The firm launched its first collection of Fontana bags in 1954, which became the core of its production operations. With the shrewd farsightedness of Pieracci and the adventurous spirit of Massa, the firm successfully entered the Japanese market in 1961 and quickly gained a large share of the luxury market in the Far East.
The next year, Massa took on more and more of the corporate duties leaving Pieracci free to devote himself to his industrial relations work. Together with the heads of seven other leather goods firms, Pieracci founded AIMPEC (Associazione Nazionale Industriali Manifatturieri Pelle e Cuoio - National Association of Leather Manufacturers) which later became AIMPES (Associazione Italiana Manifatturieri Pelli-Cuoio e Succedanei – Italian Association of Real and Synthetic Leather Manufacturers).
Pieracci’s constant commitment to promoting the leather goods industry culminated in the founding of MIPEL (Mercato Internazionale della Pelletteria – International Leather Goods Show). He served as president between 1972-1973 and later also successfully presided over CEDIM (Comité Européen des Industries de la Maroquinerie – European Committee for Leather Goods Industries). Within this context, Fontana gained its international reputation for the fine craftsmanship that was so highly prized by the most important international design firms which continue their close manufacturing ties with the company still to this day.
By 1970 Fontana was already an internationally well-known company and its founder decided to hand over the reins to his son-in-law, Carlo Massa, who became president. Pieracci still continued his international industrial relations work for many years, flying the Made in Italy flag high.
1970 also marked a turning point when the ever-expanding company decided to relocate to its current headquarters on via Trebbia near the Porta Romana due to the need for more space and a more efficient operational organisation. The 4,500 square meter premises now accommodate larger workshops, raw materials storerooms, design and development offices and of course internal production.
At this point Fontana could count over half a century of experience in the leather goods industry, combining an artisan culture with industrial-scale production to create a very high profile product.
Continuing its trajectory of growth, Carlo Massa injected new energy into the company in 1979 by bringing in his young sons, Michele and Paolo Massa.
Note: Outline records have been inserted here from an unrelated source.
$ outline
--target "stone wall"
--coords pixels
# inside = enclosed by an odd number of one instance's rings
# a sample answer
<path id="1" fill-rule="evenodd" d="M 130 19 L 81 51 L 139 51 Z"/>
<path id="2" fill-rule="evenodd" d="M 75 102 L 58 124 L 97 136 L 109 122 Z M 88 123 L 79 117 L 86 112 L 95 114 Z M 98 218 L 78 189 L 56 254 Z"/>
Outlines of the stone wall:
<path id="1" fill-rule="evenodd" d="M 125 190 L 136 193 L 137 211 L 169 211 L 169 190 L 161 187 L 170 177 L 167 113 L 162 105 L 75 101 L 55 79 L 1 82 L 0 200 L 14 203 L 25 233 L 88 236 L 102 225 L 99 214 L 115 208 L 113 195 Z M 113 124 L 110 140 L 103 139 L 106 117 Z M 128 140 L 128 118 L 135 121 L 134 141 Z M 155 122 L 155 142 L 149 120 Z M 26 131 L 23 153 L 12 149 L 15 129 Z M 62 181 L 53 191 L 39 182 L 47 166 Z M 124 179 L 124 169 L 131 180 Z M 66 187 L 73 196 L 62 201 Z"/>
They started working alongside the master craftsmen from whom they quickly learned the secrets of the trade and the intrinsic complexity of artisan production on an industrial scale, two terms that are polar opposite but which represent the success achieved by the company in combining the needs of industrial production with those of a handcrafted finished product.
Approximately 10 years after entering the family business, Michele and Paolo Massa assumed control of the company upon the premature death of their father. They continued to run the firm still keeping the traditional family values but combining them with innovation. In order to maintain the high level of craftsmanship, they decided to open a new manufacturing division in Florence, the original birthplace of the company and cradle of the leather goods industry, integrating the increasing needs of an industrial concern with the artisanship of master craftsmen. Today, the company employs over 300 direct workers and can count itself as one of the few manufacturing firms remaining in the city.
Nowadays Michele and Paolo are ready to diffuse their style, their sign of craftsmanship worldwide. Fontana Milano 1915 is representing their generation signature and their authentic made in Italy proposal.